A civil restraint order has been made against a man preventing him from making further claims against the police and prison service.

The appeal court said there was a real likelihood that Anthony Adenaike would make further claims and applications which are totally without merit.

And it ruled that a two-year restraint order was ’necessary, just and proportionate’ to protect the administration of justice from abuse.

Nigerian-born Mr Adenaike claimed he was victim to racially-aggravated assaults while an inmate in Jurby jail.

He was jailed in 2014 after being found guilty of assault and affray for throwing a jug of water over a judge at Douglas courthouse and having to be wrestled to the courtroom floor by advocates.

assaults

Mr Adenaike claimed he suffered serious injuries during the assaults in his prison cell in July 2014 as he was being moved to a segregation unit.
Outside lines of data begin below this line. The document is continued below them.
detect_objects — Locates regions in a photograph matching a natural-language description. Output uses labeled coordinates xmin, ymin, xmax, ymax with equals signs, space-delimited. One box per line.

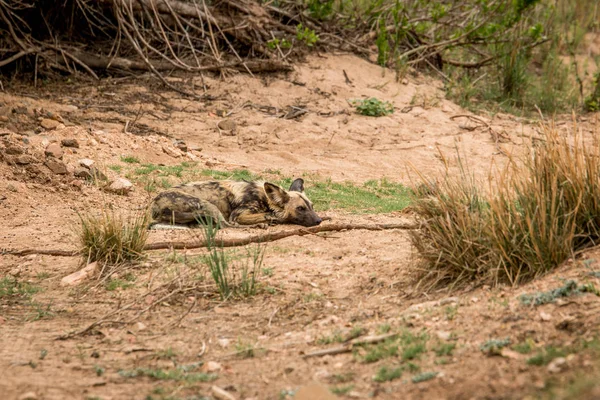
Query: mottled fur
xmin=150 ymin=178 xmax=322 ymax=228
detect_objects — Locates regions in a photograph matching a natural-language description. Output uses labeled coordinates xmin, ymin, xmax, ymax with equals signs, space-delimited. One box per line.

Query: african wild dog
xmin=150 ymin=178 xmax=322 ymax=229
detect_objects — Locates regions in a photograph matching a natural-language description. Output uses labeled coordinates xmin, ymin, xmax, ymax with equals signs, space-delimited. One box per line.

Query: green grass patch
xmin=350 ymin=97 xmax=394 ymax=117
xmin=306 ymin=178 xmax=411 ymax=213
xmin=106 ymin=278 xmax=134 ymax=291
xmin=527 ymin=346 xmax=567 ymax=366
xmin=119 ymin=366 xmax=216 ymax=382
xmin=201 ymin=168 xmax=257 ymax=181
xmin=373 ymin=366 xmax=403 ymax=382
xmin=412 ymin=371 xmax=438 ymax=383
xmin=120 ymin=156 xmax=140 ymax=164
xmin=330 ymin=372 xmax=355 ymax=384
xmin=330 ymin=385 xmax=353 ymax=396
xmin=434 ymin=342 xmax=455 ymax=357
xmin=519 ymin=280 xmax=599 ymax=306
xmin=512 ymin=340 xmax=535 ymax=354
xmin=0 ymin=277 xmax=40 ymax=300
xmin=480 ymin=338 xmax=511 ymax=355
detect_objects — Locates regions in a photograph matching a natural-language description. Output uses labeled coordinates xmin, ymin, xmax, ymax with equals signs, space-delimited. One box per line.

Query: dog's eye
xmin=296 ymin=206 xmax=306 ymax=212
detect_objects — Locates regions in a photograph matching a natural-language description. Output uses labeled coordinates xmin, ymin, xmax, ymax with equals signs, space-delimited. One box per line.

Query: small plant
xmin=434 ymin=342 xmax=455 ymax=357
xmin=330 ymin=385 xmax=353 ymax=395
xmin=307 ymin=0 xmax=333 ymax=20
xmin=585 ymin=73 xmax=600 ymax=112
xmin=78 ymin=209 xmax=149 ymax=265
xmin=28 ymin=301 xmax=54 ymax=321
xmin=480 ymin=338 xmax=511 ymax=355
xmin=519 ymin=280 xmax=598 ymax=306
xmin=412 ymin=371 xmax=438 ymax=383
xmin=235 ymin=340 xmax=257 ymax=359
xmin=94 ymin=365 xmax=105 ymax=377
xmin=267 ymin=38 xmax=292 ymax=50
xmin=444 ymin=305 xmax=459 ymax=320
xmin=350 ymin=98 xmax=394 ymax=117
xmin=119 ymin=367 xmax=216 ymax=382
xmin=106 ymin=278 xmax=134 ymax=291
xmin=200 ymin=219 xmax=266 ymax=300
xmin=513 ymin=340 xmax=535 ymax=354
xmin=373 ymin=366 xmax=403 ymax=382
xmin=317 ymin=331 xmax=345 ymax=345
xmin=378 ymin=323 xmax=392 ymax=334
xmin=330 ymin=372 xmax=355 ymax=383
xmin=360 ymin=338 xmax=399 ymax=363
xmin=296 ymin=24 xmax=319 ymax=47
xmin=120 ymin=155 xmax=140 ymax=164
xmin=527 ymin=346 xmax=566 ymax=366
xmin=0 ymin=277 xmax=40 ymax=300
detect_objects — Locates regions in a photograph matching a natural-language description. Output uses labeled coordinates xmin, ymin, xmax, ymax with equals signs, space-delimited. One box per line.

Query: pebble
xmin=211 ymin=385 xmax=237 ymax=400
xmin=45 ymin=160 xmax=68 ymax=175
xmin=45 ymin=142 xmax=63 ymax=159
xmin=105 ymin=178 xmax=133 ymax=195
xmin=61 ymin=138 xmax=79 ymax=148
xmin=79 ymin=158 xmax=95 ymax=168
xmin=40 ymin=118 xmax=60 ymax=130
xmin=18 ymin=392 xmax=38 ymax=400
xmin=547 ymin=357 xmax=567 ymax=373
xmin=60 ymin=262 xmax=98 ymax=286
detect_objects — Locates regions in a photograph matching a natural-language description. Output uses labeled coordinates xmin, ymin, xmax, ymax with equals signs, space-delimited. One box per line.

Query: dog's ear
xmin=264 ymin=182 xmax=290 ymax=207
xmin=289 ymin=178 xmax=305 ymax=192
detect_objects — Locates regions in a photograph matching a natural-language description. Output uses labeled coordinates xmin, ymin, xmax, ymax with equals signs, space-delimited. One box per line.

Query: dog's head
xmin=264 ymin=178 xmax=322 ymax=227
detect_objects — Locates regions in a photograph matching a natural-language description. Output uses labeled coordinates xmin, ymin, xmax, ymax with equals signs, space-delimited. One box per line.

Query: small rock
xmin=162 ymin=145 xmax=182 ymax=158
xmin=8 ymin=267 xmax=22 ymax=277
xmin=15 ymin=155 xmax=36 ymax=165
xmin=436 ymin=331 xmax=452 ymax=341
xmin=500 ymin=348 xmax=522 ymax=360
xmin=203 ymin=361 xmax=222 ymax=373
xmin=4 ymin=144 xmax=25 ymax=155
xmin=173 ymin=139 xmax=187 ymax=152
xmin=0 ymin=115 xmax=9 ymax=122
xmin=136 ymin=322 xmax=147 ymax=331
xmin=70 ymin=179 xmax=84 ymax=190
xmin=60 ymin=262 xmax=98 ymax=286
xmin=45 ymin=160 xmax=68 ymax=175
xmin=88 ymin=138 xmax=98 ymax=147
xmin=74 ymin=167 xmax=92 ymax=179
xmin=105 ymin=178 xmax=133 ymax=195
xmin=45 ymin=142 xmax=63 ymax=159
xmin=40 ymin=118 xmax=60 ymax=130
xmin=63 ymin=105 xmax=79 ymax=113
xmin=79 ymin=158 xmax=95 ymax=168
xmin=18 ymin=392 xmax=38 ymax=400
xmin=540 ymin=311 xmax=552 ymax=321
xmin=211 ymin=385 xmax=237 ymax=400
xmin=61 ymin=138 xmax=79 ymax=148
xmin=547 ymin=357 xmax=567 ymax=373
xmin=217 ymin=338 xmax=231 ymax=348
xmin=217 ymin=119 xmax=237 ymax=136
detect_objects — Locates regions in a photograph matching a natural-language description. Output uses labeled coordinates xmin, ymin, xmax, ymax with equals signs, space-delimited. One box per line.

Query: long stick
xmin=3 ymin=222 xmax=417 ymax=257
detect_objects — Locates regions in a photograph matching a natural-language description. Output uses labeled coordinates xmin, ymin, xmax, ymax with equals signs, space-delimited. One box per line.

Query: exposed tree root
xmin=2 ymin=222 xmax=417 ymax=257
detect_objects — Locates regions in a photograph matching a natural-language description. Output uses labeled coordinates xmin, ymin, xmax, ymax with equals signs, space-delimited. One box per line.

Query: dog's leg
xmin=151 ymin=191 xmax=230 ymax=229
xmin=230 ymin=210 xmax=276 ymax=229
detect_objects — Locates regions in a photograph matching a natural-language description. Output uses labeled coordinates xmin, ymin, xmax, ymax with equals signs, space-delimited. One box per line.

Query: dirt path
xmin=1 ymin=54 xmax=600 ymax=400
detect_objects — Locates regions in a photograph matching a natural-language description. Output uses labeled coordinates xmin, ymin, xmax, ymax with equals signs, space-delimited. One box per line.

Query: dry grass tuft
xmin=411 ymin=122 xmax=600 ymax=288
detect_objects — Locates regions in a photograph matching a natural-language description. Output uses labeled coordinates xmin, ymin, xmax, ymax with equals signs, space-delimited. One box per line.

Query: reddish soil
xmin=1 ymin=53 xmax=600 ymax=400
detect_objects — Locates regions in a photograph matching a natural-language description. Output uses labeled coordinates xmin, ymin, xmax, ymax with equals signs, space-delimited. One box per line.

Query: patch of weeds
xmin=360 ymin=337 xmax=399 ymax=363
xmin=279 ymin=389 xmax=296 ymax=399
xmin=108 ymin=164 xmax=123 ymax=173
xmin=106 ymin=278 xmax=133 ymax=291
xmin=346 ymin=326 xmax=366 ymax=341
xmin=513 ymin=339 xmax=535 ymax=354
xmin=94 ymin=365 xmax=105 ymax=377
xmin=235 ymin=340 xmax=257 ymax=359
xmin=480 ymin=338 xmax=511 ymax=355
xmin=350 ymin=97 xmax=394 ymax=117
xmin=0 ymin=277 xmax=40 ymax=300
xmin=78 ymin=209 xmax=149 ymax=265
xmin=373 ymin=366 xmax=403 ymax=382
xmin=406 ymin=362 xmax=420 ymax=372
xmin=412 ymin=371 xmax=438 ymax=383
xmin=267 ymin=38 xmax=292 ymax=50
xmin=119 ymin=365 xmax=216 ymax=382
xmin=527 ymin=346 xmax=566 ymax=366
xmin=27 ymin=301 xmax=54 ymax=321
xmin=156 ymin=348 xmax=177 ymax=360
xmin=444 ymin=305 xmax=458 ymax=320
xmin=317 ymin=330 xmax=344 ymax=345
xmin=378 ymin=323 xmax=391 ymax=334
xmin=307 ymin=178 xmax=410 ymax=214
xmin=121 ymin=156 xmax=140 ymax=164
xmin=39 ymin=349 xmax=48 ymax=360
xmin=262 ymin=268 xmax=274 ymax=277
xmin=330 ymin=372 xmax=355 ymax=383
xmin=135 ymin=163 xmax=186 ymax=178
xmin=435 ymin=357 xmax=449 ymax=365
xmin=330 ymin=385 xmax=353 ymax=395
xmin=296 ymin=24 xmax=319 ymax=47
xmin=201 ymin=168 xmax=257 ymax=181
xmin=519 ymin=280 xmax=598 ymax=306
xmin=434 ymin=342 xmax=455 ymax=357
xmin=400 ymin=331 xmax=428 ymax=361
xmin=36 ymin=272 xmax=50 ymax=280
xmin=303 ymin=292 xmax=322 ymax=303
xmin=201 ymin=219 xmax=266 ymax=299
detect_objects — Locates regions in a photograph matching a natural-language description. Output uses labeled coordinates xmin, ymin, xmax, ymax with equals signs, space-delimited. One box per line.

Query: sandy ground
xmin=1 ymin=53 xmax=600 ymax=400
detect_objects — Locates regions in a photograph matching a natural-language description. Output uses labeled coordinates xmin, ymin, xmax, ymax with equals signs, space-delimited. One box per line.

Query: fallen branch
xmin=2 ymin=222 xmax=417 ymax=257
xmin=144 ymin=222 xmax=418 ymax=251
xmin=302 ymin=333 xmax=398 ymax=358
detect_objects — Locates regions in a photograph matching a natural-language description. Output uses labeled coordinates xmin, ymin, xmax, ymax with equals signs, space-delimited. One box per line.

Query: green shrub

He said he was humiliated by being stripped naked in the presence of a female prison officer.

And he said as a result of the assaults he has suffered continuing heart problems, chest and elbow pains, distress because the prison officer knelt on his chest, and also mental health problems.

Mr Adenaike sued for breaches of his human rights, alleging his complaint was not properly investigated because of his colour.

He also claimed he had been defamed by prison officers who he said had falsely complained that he had bitten one of the guards and squeezed his testicles.

But in June last year High Bailiff John Needham struck out the human rights claims against the Department of Home Affairs and the defamation claim.

However, Mr Adenaike was allowed to continue a claim he’d been assaulted by guards as well as a human rights claim against the police over their investigation.

Last month Judge of appeal Jeremy Storey QC and Deemster Andrew Corlett ruled that Anthony Adenaike’s appeal was ’totally without merit’.

The police argued his applications had been ’unduly lengthy, repetitive, vexatious and scurrilous’, and he had issued at least 10 without paying the necessary court fees.

For its part, the DHA argued his conduct amounts to an abuse of process and it called for an extended civil restraint order to be made.

Now the appeal court has granted that order for a period of two years saying this was a ’proportionate response’ to the level of risk of future unmeritorious proceedings.

It also ordered Mr Adenaike to pay costs of £7,000 to the DHA and £9,000 to cover the police’s legal costs, saying the appeal had been pursued in an ’utterly unreasonable’ way and was doomed to fail.